Gerade erst hat Dayanita Singh, als erste Frau aus dem asiatischen Raum, den renommierten Hasselblad-Preis erhalten. Sie habe, so die Jury, "neue Wege geformt, wie man sich mit Bildern auseinandersetzt". Der mit zwei Millionen Schwedischen Kronen (derzeit gut 180 000 Euro) dotierte Preis wird seit 1982 jährlich vergeben. Die Preisträgerliste gleicht einem Who is Who der weltweiten Fotoelite.

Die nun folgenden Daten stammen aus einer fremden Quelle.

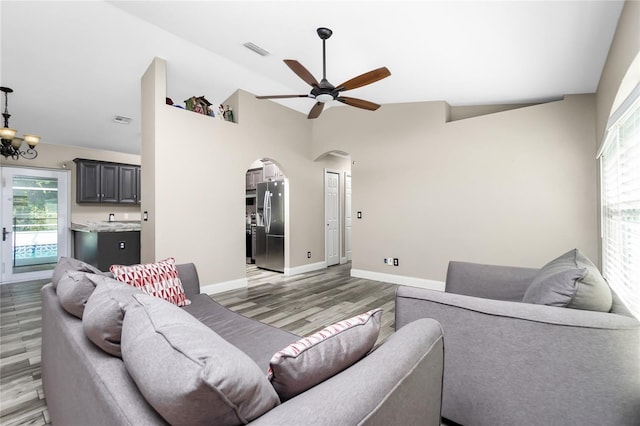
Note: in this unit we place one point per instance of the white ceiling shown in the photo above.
(75, 65)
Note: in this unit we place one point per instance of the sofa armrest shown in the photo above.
(516, 363)
(399, 383)
(188, 274)
(488, 281)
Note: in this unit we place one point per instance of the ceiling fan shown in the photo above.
(324, 91)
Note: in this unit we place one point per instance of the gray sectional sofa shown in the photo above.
(514, 363)
(400, 382)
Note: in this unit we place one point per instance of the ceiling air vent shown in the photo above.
(259, 50)
(122, 120)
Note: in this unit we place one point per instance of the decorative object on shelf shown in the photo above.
(10, 143)
(228, 114)
(199, 105)
(324, 91)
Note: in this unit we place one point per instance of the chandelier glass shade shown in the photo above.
(11, 144)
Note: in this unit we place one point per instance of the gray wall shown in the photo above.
(515, 187)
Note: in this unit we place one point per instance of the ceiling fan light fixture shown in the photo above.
(324, 98)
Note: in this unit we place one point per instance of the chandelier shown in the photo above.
(11, 145)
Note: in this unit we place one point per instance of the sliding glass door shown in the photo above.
(35, 222)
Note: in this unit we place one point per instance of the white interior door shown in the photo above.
(347, 216)
(332, 215)
(35, 222)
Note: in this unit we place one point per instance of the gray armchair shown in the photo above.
(513, 363)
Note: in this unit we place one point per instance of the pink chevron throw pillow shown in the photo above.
(158, 279)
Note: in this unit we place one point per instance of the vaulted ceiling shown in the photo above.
(75, 65)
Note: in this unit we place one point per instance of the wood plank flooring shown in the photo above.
(301, 304)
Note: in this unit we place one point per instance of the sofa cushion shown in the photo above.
(74, 289)
(188, 373)
(68, 263)
(572, 281)
(313, 359)
(158, 279)
(104, 312)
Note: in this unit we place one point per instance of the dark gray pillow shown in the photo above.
(104, 312)
(187, 372)
(74, 289)
(313, 359)
(68, 263)
(571, 281)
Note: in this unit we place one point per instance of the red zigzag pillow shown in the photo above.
(158, 279)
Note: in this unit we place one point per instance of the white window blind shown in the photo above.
(620, 185)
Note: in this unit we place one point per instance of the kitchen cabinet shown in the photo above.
(271, 172)
(105, 182)
(253, 177)
(129, 189)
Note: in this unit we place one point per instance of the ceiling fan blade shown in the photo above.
(358, 103)
(302, 72)
(364, 79)
(316, 110)
(281, 96)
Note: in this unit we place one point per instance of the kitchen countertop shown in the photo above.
(105, 226)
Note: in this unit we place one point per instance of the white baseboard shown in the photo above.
(224, 286)
(398, 279)
(304, 268)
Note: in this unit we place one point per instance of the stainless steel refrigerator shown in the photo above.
(270, 228)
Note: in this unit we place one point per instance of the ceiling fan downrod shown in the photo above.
(324, 34)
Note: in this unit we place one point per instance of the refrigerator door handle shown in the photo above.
(267, 211)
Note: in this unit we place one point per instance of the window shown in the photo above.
(620, 185)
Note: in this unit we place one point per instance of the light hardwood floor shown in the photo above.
(301, 304)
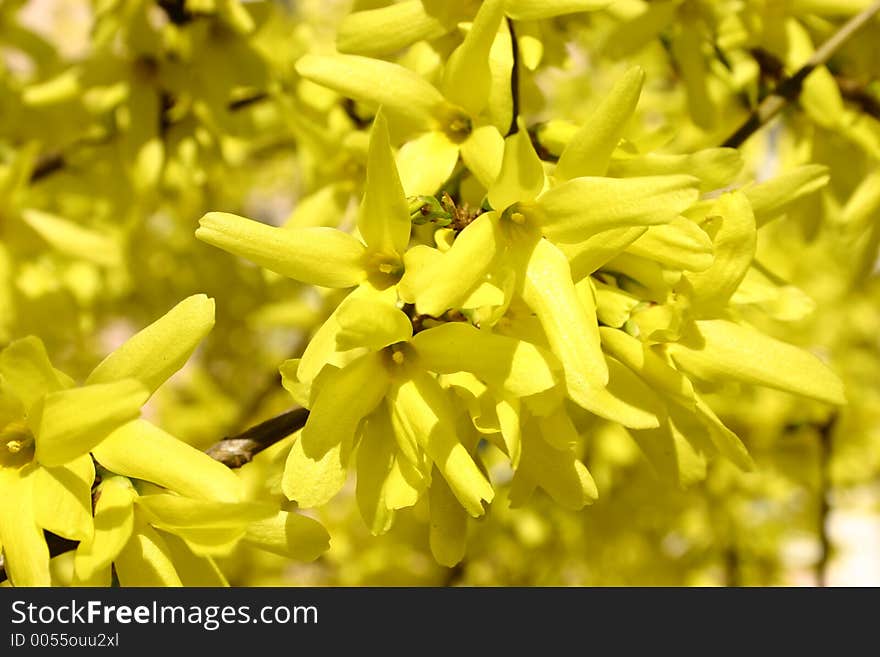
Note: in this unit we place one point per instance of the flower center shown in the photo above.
(16, 444)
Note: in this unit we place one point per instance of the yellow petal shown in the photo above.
(625, 400)
(725, 441)
(146, 561)
(671, 456)
(589, 151)
(771, 199)
(193, 569)
(346, 396)
(375, 461)
(74, 240)
(290, 535)
(63, 503)
(27, 372)
(558, 472)
(466, 76)
(715, 167)
(370, 323)
(319, 256)
(173, 511)
(529, 10)
(582, 207)
(680, 244)
(638, 357)
(142, 450)
(588, 256)
(448, 529)
(522, 175)
(376, 82)
(558, 429)
(516, 366)
(426, 413)
(482, 153)
(386, 30)
(446, 282)
(425, 163)
(155, 353)
(311, 482)
(735, 241)
(383, 220)
(569, 319)
(69, 423)
(508, 411)
(24, 548)
(114, 523)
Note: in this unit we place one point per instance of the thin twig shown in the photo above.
(514, 79)
(789, 89)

Und interessant: 1997 erhielt Singh von dem im Jahr zuvor mit dem Hasselblad-Preis ausgezeichneten Robert Frank von dessen Preisgeld ein Stipendium. Ihre Hasselblad-Kamera begleitet Dayanita Singh seit Jahrzehnten, sie sei längst ein Teil ihres Körpers geworden, sagt Singh. Daher sei Fotografieren für sie ein körperlicher Akt, ein Tanz mit der Kamera. Was die Ausstellung "Dancing With My Camera" eindrucksvoll belegt.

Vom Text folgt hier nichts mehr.